El balcón medía dos metros cuadrados. En él sólo había espacio para una maceta grande en el piso y tres rectangulares colgadas del barandal en las que solían crecer coloridas flores que la dueña disfrutaba desde el pequeño sillón de mimbre que había dispuesto en ese mismo minúsculo balcón. Aquella mañana de sábado entre ramas secas, tierra negra y plantines de petunias y margaritas, María tardó en advertir que una paloma la observaba apoyada cómodamente sobre el respaldar del sillón.

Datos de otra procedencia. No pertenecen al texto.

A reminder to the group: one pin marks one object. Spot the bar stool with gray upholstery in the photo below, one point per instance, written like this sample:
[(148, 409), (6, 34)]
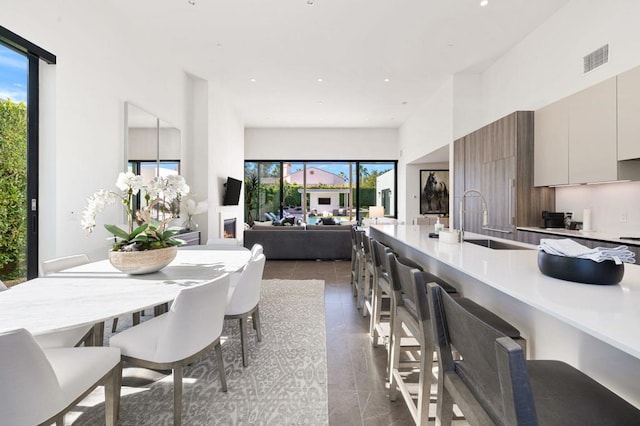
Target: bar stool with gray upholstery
[(412, 312), (368, 274), (492, 383), (354, 260)]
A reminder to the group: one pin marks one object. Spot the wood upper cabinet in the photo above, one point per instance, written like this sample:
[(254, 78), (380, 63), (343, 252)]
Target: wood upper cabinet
[(629, 115), (592, 134), (498, 161), (551, 148)]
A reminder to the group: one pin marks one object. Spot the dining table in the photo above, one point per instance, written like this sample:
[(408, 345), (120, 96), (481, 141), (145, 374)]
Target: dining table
[(90, 294)]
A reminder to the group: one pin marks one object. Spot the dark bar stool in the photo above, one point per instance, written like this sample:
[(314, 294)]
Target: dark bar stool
[(354, 260), (412, 312), (493, 383)]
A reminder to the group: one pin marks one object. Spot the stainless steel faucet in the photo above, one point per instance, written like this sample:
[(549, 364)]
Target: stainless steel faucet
[(485, 213)]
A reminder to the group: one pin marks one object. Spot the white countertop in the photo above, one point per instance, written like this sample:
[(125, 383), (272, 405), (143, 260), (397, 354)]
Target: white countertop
[(610, 313), (590, 235)]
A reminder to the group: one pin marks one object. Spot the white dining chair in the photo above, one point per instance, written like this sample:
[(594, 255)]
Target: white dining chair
[(72, 336), (243, 302), (185, 333), (256, 250), (38, 386)]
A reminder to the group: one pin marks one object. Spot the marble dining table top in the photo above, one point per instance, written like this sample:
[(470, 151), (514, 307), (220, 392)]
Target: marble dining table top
[(97, 292)]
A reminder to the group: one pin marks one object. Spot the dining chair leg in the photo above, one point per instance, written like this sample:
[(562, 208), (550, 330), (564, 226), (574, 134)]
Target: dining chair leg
[(394, 358), (244, 340), (256, 323), (376, 305), (87, 340), (220, 362), (424, 390), (177, 395), (136, 318), (98, 334), (112, 395), (444, 404)]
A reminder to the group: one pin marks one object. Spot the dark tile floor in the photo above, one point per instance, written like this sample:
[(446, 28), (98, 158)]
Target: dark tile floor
[(357, 390)]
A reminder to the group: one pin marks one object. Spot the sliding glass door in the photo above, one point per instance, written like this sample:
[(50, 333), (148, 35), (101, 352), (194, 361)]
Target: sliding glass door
[(311, 190), (14, 71)]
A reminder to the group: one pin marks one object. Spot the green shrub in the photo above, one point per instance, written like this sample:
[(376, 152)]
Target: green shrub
[(13, 184)]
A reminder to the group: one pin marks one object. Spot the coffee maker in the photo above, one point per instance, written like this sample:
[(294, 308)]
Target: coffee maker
[(554, 219)]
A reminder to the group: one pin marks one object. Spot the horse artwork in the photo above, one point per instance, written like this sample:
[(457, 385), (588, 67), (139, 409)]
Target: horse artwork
[(434, 197)]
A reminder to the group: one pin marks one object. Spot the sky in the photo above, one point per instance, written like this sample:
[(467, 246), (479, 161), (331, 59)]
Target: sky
[(13, 75)]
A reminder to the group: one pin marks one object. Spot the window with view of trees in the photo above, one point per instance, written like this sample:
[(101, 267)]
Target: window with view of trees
[(340, 189), (19, 162)]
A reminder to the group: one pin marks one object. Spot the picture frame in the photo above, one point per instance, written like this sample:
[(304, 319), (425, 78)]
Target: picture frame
[(434, 192)]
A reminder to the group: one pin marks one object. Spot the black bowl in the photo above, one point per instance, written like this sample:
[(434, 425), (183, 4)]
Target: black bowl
[(580, 270)]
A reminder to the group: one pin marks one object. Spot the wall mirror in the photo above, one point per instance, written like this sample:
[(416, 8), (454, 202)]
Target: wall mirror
[(152, 145)]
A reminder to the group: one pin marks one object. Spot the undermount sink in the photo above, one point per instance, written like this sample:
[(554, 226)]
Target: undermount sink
[(496, 245)]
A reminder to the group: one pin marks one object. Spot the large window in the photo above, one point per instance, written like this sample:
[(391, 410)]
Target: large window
[(343, 190), (19, 118)]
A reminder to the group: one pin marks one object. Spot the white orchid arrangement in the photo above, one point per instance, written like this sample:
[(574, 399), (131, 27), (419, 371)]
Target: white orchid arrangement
[(151, 233)]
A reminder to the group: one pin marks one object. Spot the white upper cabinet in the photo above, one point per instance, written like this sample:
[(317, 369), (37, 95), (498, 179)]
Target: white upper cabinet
[(629, 115), (581, 138), (551, 147), (592, 134)]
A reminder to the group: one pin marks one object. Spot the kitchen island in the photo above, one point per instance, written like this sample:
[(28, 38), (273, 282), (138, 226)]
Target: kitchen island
[(592, 327)]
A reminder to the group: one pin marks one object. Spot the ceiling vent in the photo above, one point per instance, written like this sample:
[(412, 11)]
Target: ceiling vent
[(596, 58)]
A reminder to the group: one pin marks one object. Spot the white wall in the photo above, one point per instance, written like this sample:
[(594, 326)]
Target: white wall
[(195, 147), (101, 63), (544, 67), (547, 66), (321, 144), (226, 158), (427, 130)]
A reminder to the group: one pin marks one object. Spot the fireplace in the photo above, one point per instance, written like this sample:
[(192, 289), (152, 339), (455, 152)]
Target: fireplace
[(229, 228)]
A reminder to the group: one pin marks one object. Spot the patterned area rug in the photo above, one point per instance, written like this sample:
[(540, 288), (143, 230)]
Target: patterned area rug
[(284, 384)]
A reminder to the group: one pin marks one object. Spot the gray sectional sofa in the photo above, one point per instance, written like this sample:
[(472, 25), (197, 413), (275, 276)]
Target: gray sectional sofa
[(297, 243)]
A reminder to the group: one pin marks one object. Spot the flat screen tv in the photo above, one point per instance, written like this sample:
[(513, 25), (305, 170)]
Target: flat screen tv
[(232, 192)]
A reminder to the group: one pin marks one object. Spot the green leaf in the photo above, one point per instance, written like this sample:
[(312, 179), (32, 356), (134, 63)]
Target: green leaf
[(117, 232), (138, 230)]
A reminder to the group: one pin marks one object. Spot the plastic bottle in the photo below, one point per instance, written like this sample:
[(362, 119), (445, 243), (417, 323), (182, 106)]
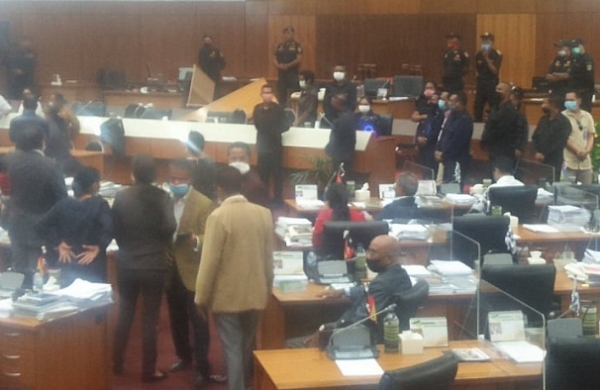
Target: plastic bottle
[(391, 333), (360, 264)]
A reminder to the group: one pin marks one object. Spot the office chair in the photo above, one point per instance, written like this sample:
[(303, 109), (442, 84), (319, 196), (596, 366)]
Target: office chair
[(517, 200), (436, 374), (408, 303), (531, 284), (572, 363)]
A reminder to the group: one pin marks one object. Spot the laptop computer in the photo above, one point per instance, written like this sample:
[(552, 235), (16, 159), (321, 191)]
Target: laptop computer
[(9, 283)]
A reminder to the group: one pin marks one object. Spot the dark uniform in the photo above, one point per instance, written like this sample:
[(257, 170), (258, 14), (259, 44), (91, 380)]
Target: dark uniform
[(287, 82), (456, 62), (486, 82)]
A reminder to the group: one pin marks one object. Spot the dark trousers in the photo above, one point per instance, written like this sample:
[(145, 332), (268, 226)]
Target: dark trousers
[(182, 314), (269, 164), (485, 93), (133, 283)]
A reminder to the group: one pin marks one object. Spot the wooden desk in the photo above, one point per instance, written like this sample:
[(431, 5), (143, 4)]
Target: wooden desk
[(71, 352), (311, 369)]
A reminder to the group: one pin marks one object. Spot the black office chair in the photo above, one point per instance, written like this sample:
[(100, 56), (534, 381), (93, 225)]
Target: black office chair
[(572, 363), (531, 284), (408, 303), (436, 374), (517, 200)]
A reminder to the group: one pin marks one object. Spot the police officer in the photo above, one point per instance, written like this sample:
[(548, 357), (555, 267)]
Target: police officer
[(488, 61), (456, 64), (288, 55), (558, 71), (581, 75)]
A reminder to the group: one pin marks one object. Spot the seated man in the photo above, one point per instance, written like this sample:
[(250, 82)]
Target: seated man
[(404, 207), (383, 257), (504, 176)]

Cuando la vio, pegó un alarido y la espantó.

Odiaba las palomas, eran una plaga en su edificio, se metían por todos los recovecos, cagaban paredes y pisos. Le parecían asquerosas, insistentes y desafiantes. La paloma desapareció por unos minutos y luego volvió. “Yu Yu, fuera” le gritó María agitando una rama para espantarla. Pero era caprichosa y desobediente la rata con plumas.

Volvía una y otra vez. María trató de ignorarla, pero no podía, sentía ese par de ojos constantes en la nuca. “Qué molestia”, pensó. En cuanto terminó sus labores se metió al departamento, tratando de calmar sus ánimos. Ese bicho asqueroso le había cambiado sus planes de arreglar sus macetas y un mal humor insoportable la embargó. Por la tarde la paloma seguía instalada en el balcón, su cabeza se quebraba hacia la derecha, hacia la izquierda, arriba y abajo, tratando de ver por entre las gruesas cortinas del ventanal que María se había visto obligada a cerrar.

“íQué mierda!” se la pasó diciendo todo el día y a medida que transcurrían las horas, le iba agregando insultos a la desconsiderada paloma.

Durante la noche, la escuchó caminar ruidosa sobre el mimbre del sillón, hasta que a la madrugada empezó a gorjear. “Mañana la mato”, pensó. El domingo a las siete de la mañana María llamó al encargado del edificio quien, tan amable como siempre, acudió a su departamento. ¡Nadie llama tan temprano si no fuese por una emergencia! María le explicó el caso, el hombre se fue y al minuto volvió con una piñata espantosa y remendada que le entregó a María. “Póngala en su balcón, las palomas se espantan y no vienen”, le dijo el encargado, decepcionado por tal urgencia. Hubiese preferido un caño roto, un corto circuito, una gotera, un “algo” más importante, que le justificara una propina de la vecina.

Pero no, “¡una paloma!, ¿qué le voy a cobrar?” dijo el hombre mientras esperaba cabizbajo al elevador. La paloma no se asustó con la piñata, se apoyó sobre ella y empezó a darle unos fuertes picotazos, dejando caer montones de papelitos sobre las flores recién plantadas. María observaba entre las cortinas, muerta de rabia, desquiciada. No había dormido la noche anterior, y la solución casera del encargado no había cumplido con su objetivo de espantarla. Entonces decidió tomar una escoba, abrió el ventanal del balcón y salió a los gritos, dispuesta a matar.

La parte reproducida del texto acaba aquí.